The mahals of the region, from the early decades of the twentieth century (in 1930s and 40s), were noted for the promotion of music, songs and drama that were very popular among the Muslims of the region. It is an interesting fact that the Mahal Committee of Thekkeppuram never interfered in such activities or never branded them as un-Islamic. Thus revolutionary dramas like Aaranaparadhi (Who is the Culprit?), Elemma (Aunt), Vampathi Neeyanu Pennu (You are the Real Woman, Smarty), Neduveerpu (Sigh) and Taravadum Madisseelayum (Ancestral Home and Pocket) were performed on various stages there. All these plays are noted for their social criticism on certain practices in Muslim life and the family system. Yet, there was little opposition from the Mahal Committees. This indicates how a mahal, over time, transformed into an institution that catered to the requirements of a modern society without ignoring its religious duties and responsibilities.

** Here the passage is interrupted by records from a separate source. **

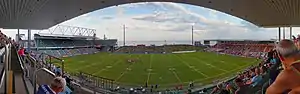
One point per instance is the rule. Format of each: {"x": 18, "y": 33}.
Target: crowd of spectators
{"x": 69, "y": 52}
{"x": 246, "y": 49}
{"x": 156, "y": 49}
{"x": 5, "y": 39}
{"x": 278, "y": 73}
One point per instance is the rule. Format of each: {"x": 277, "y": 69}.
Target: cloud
{"x": 168, "y": 21}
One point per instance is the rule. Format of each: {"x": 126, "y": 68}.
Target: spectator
{"x": 21, "y": 52}
{"x": 288, "y": 79}
{"x": 256, "y": 79}
{"x": 242, "y": 87}
{"x": 56, "y": 86}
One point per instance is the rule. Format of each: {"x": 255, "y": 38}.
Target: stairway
{"x": 18, "y": 81}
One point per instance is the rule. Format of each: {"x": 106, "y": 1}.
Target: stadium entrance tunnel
{"x": 45, "y": 14}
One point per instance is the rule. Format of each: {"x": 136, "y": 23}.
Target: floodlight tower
{"x": 124, "y": 29}
{"x": 192, "y": 34}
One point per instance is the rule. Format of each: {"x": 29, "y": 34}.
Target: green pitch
{"x": 163, "y": 69}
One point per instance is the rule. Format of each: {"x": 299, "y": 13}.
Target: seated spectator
{"x": 242, "y": 87}
{"x": 256, "y": 79}
{"x": 56, "y": 86}
{"x": 288, "y": 79}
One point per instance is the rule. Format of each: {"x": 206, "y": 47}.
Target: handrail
{"x": 34, "y": 74}
{"x": 3, "y": 68}
{"x": 7, "y": 68}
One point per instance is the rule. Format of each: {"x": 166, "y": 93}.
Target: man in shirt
{"x": 288, "y": 78}
{"x": 56, "y": 86}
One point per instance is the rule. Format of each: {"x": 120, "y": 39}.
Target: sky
{"x": 158, "y": 21}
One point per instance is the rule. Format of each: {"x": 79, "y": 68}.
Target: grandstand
{"x": 61, "y": 45}
{"x": 21, "y": 75}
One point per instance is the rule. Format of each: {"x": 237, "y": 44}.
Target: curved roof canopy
{"x": 43, "y": 14}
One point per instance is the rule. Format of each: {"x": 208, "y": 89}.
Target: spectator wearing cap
{"x": 242, "y": 87}
{"x": 288, "y": 78}
{"x": 57, "y": 85}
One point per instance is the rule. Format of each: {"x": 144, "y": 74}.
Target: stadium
{"x": 90, "y": 61}
{"x": 75, "y": 60}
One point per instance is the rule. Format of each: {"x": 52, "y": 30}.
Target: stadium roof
{"x": 43, "y": 14}
{"x": 236, "y": 40}
{"x": 65, "y": 36}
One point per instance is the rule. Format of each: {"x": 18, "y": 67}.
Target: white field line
{"x": 175, "y": 74}
{"x": 207, "y": 64}
{"x": 107, "y": 67}
{"x": 190, "y": 67}
{"x": 86, "y": 66}
{"x": 129, "y": 67}
{"x": 198, "y": 80}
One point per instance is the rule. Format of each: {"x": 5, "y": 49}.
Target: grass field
{"x": 163, "y": 69}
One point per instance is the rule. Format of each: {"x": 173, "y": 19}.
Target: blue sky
{"x": 168, "y": 21}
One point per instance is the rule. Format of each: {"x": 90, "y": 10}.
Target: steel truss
{"x": 69, "y": 30}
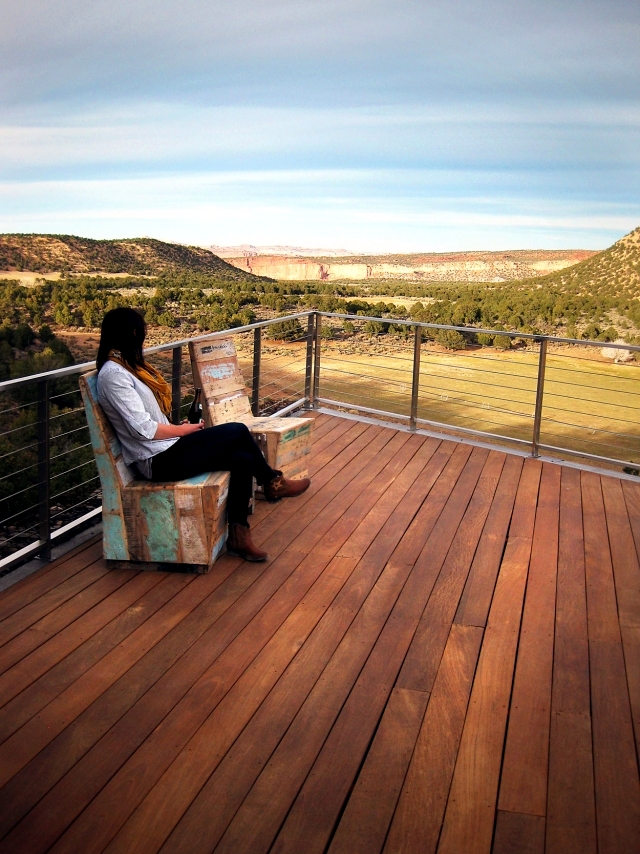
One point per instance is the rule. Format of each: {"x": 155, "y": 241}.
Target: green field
{"x": 590, "y": 405}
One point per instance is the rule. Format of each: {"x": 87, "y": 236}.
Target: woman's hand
{"x": 175, "y": 431}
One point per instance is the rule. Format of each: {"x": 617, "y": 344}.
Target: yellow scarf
{"x": 151, "y": 378}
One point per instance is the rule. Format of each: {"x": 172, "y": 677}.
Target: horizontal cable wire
{"x": 77, "y": 486}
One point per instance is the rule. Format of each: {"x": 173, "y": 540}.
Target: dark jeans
{"x": 226, "y": 447}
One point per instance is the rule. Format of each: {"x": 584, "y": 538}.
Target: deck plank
{"x": 571, "y": 821}
{"x": 418, "y": 817}
{"x": 469, "y": 816}
{"x": 442, "y": 655}
{"x": 333, "y": 655}
{"x": 33, "y": 586}
{"x": 617, "y": 785}
{"x": 52, "y": 683}
{"x": 523, "y": 785}
{"x": 626, "y": 570}
{"x": 317, "y": 806}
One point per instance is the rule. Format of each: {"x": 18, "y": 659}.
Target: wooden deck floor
{"x": 442, "y": 655}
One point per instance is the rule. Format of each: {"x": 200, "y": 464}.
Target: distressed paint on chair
{"x": 155, "y": 525}
{"x": 285, "y": 442}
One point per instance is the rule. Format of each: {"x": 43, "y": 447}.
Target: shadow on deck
{"x": 442, "y": 655}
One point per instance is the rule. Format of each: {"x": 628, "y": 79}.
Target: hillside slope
{"x": 616, "y": 269}
{"x": 50, "y": 253}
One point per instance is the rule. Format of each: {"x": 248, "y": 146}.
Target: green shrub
{"x": 591, "y": 332}
{"x": 374, "y": 327}
{"x": 610, "y": 334}
{"x": 286, "y": 330}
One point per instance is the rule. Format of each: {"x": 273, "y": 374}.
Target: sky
{"x": 368, "y": 125}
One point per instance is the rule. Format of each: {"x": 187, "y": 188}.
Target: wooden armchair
{"x": 179, "y": 527}
{"x": 285, "y": 442}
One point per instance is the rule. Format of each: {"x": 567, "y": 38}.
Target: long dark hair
{"x": 123, "y": 329}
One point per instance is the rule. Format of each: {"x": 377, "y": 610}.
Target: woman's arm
{"x": 174, "y": 431}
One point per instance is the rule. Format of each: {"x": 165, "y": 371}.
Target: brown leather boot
{"x": 282, "y": 487}
{"x": 239, "y": 543}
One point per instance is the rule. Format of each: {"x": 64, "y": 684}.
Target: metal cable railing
{"x": 545, "y": 394}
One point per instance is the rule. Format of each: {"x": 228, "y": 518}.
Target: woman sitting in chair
{"x": 137, "y": 401}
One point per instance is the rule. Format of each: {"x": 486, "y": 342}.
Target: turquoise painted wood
{"x": 154, "y": 523}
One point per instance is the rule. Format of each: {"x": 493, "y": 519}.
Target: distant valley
{"x": 427, "y": 267}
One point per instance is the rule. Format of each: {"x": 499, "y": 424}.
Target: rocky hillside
{"x": 432, "y": 267}
{"x": 50, "y": 253}
{"x": 617, "y": 269}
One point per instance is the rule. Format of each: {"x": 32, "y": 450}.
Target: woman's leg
{"x": 225, "y": 447}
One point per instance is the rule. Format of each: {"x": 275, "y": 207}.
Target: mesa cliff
{"x": 434, "y": 267}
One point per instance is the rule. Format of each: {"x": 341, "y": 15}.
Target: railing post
{"x": 257, "y": 353}
{"x": 316, "y": 361}
{"x": 44, "y": 468}
{"x": 415, "y": 382}
{"x": 176, "y": 384}
{"x": 308, "y": 371}
{"x": 537, "y": 416}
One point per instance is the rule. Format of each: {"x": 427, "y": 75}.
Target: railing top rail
{"x": 478, "y": 329}
{"x": 84, "y": 367}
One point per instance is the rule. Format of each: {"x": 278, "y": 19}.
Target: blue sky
{"x": 377, "y": 125}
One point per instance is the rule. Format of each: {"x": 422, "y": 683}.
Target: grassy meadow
{"x": 590, "y": 405}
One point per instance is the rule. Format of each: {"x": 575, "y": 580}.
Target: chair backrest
{"x": 214, "y": 363}
{"x": 112, "y": 468}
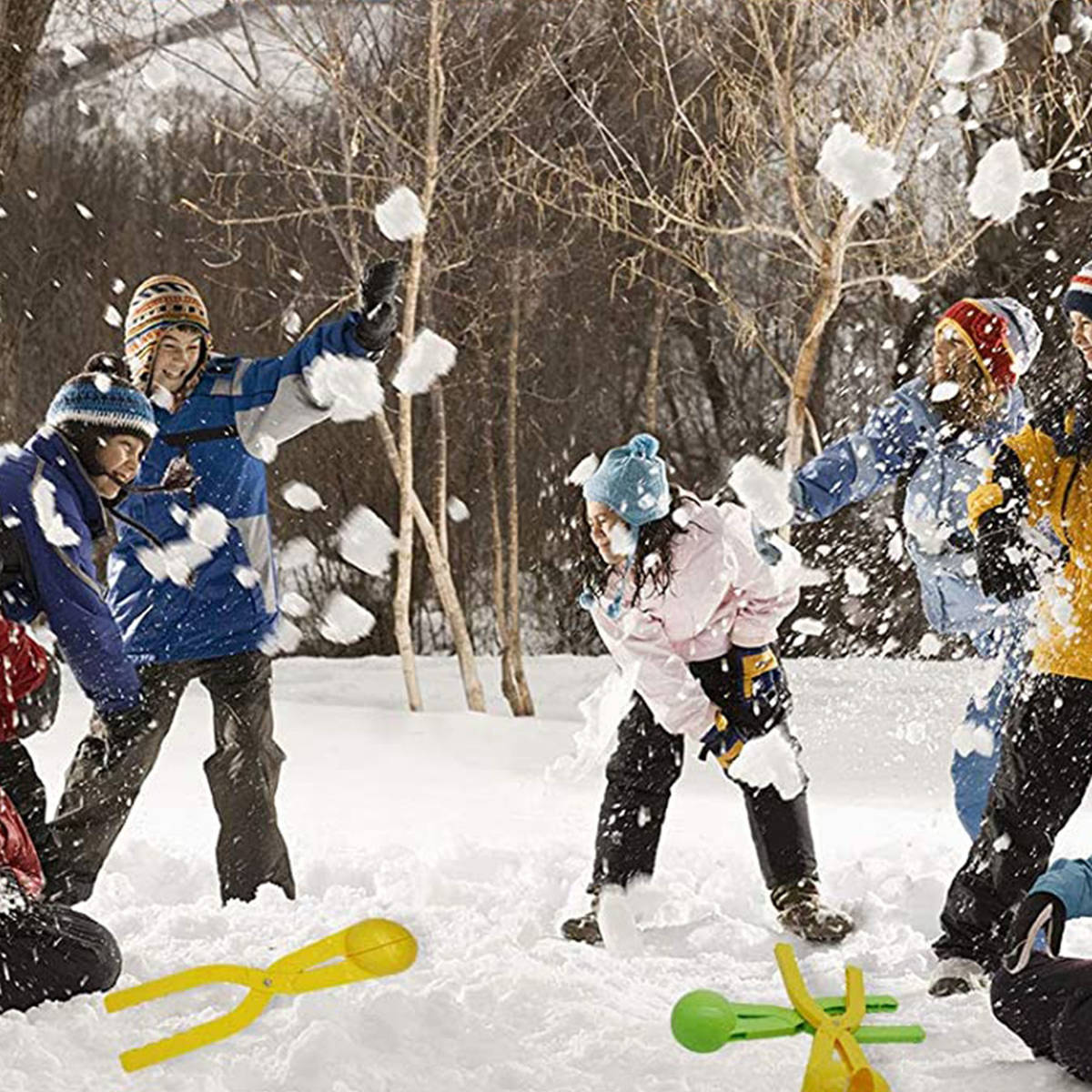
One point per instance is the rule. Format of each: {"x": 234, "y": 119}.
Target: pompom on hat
{"x": 632, "y": 481}
{"x": 103, "y": 401}
{"x": 1002, "y": 332}
{"x": 1078, "y": 296}
{"x": 161, "y": 304}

[1] It is believed that Islam entered into Kerala as a result of the conversion of Cheraman Perumal, a ruler of Kerala, who visited Mecca, and the consequent mission of Malik-ibn-Dinar and his men in different parts of Kerala. They were responsible for building mosques, the first being in Kodungallur.
[2] Mappila is an appellation applied to Malabar Muslims, the local converts to Islam. It originated from two Malayalam terms maha and pilla. Its meaning derives from the combination of the term Ma’ (Mother) and pilla (child) meaning ‘Mother’s child’ indicating children of local mothers in foreigners (here the Arabs). It has to be noted that, like the Nairs of Kerala, Mappilas of coastal Malabar follow marumakkathayam (Matrilineal system: inheritance through mother).
[3] The Muccunti Mosque was built by an Arab merchant Muccian in the landed property of the Zamorin in the coast of Kozhikode. It has an inscription in Arabic and in Vattezhuthu on the daily expenses of the Mosque which were met by the Zamorin. The Madayi Mosque also contains a plaque with an inscription dated to AH 518/AD 1124. The presence of the plaque is attested by William Logan also. Land was provided by the Kolathiri Raja and its first qazi was Malik-Ibn-Abdurahiman.
[4] See Sheikh Zeinudin’s call to believers to wage a war on his behalf against the Portuguese.
[5] Janmam means a form of hereditary proprietary right previously prevalent in the State of Kerala. Janmam lands were originally held by a few zamindari families. These zamindars, members of a princely family, were called ‘janmies’ in Malayalam and their lands, Janmam Estate.
[6] The Muslim Personal Law Board (MPLB) was organised in 1972 by some Muslim leaders and ulemas under the pretext that they were the true protectors of the Shariah and the community. It became popular after the Shah Bano case of 1986. It virtually represented the higher strata of Islamic society of North India.
[7] The Thaikkavus, popularly known as Thekkiyavus, are centres associated with some mosques (or stand independently in rare cases) whose purpose is to train the youth in religious arts like Ratheebs, Maulids etc., celebrated in praise of Sufis, Saints, Shaikhs or some local divinities. During the nerchas or on festive occasions, they move in a procession reciting mad’hs (eulogies) and miracles and singing baithus with the accompaniment of musical instruments like daffu.


Makhdum, Sheikh Zeinuddin, Tuhfat-ul-Mujahidin. Translated by Nainar M.H. Madras: University of Madras, 1942.

Menon, K.P. Padmanabha. History of Kerala. Vol. 1 of History of Kerala, New Delhi: Asian Educational Services, 1993. (Originally published in 1924.)

Pillai, Elamkulam Kunjan. Studies in Kerala History. Kottayam: National Book Stall, 1970.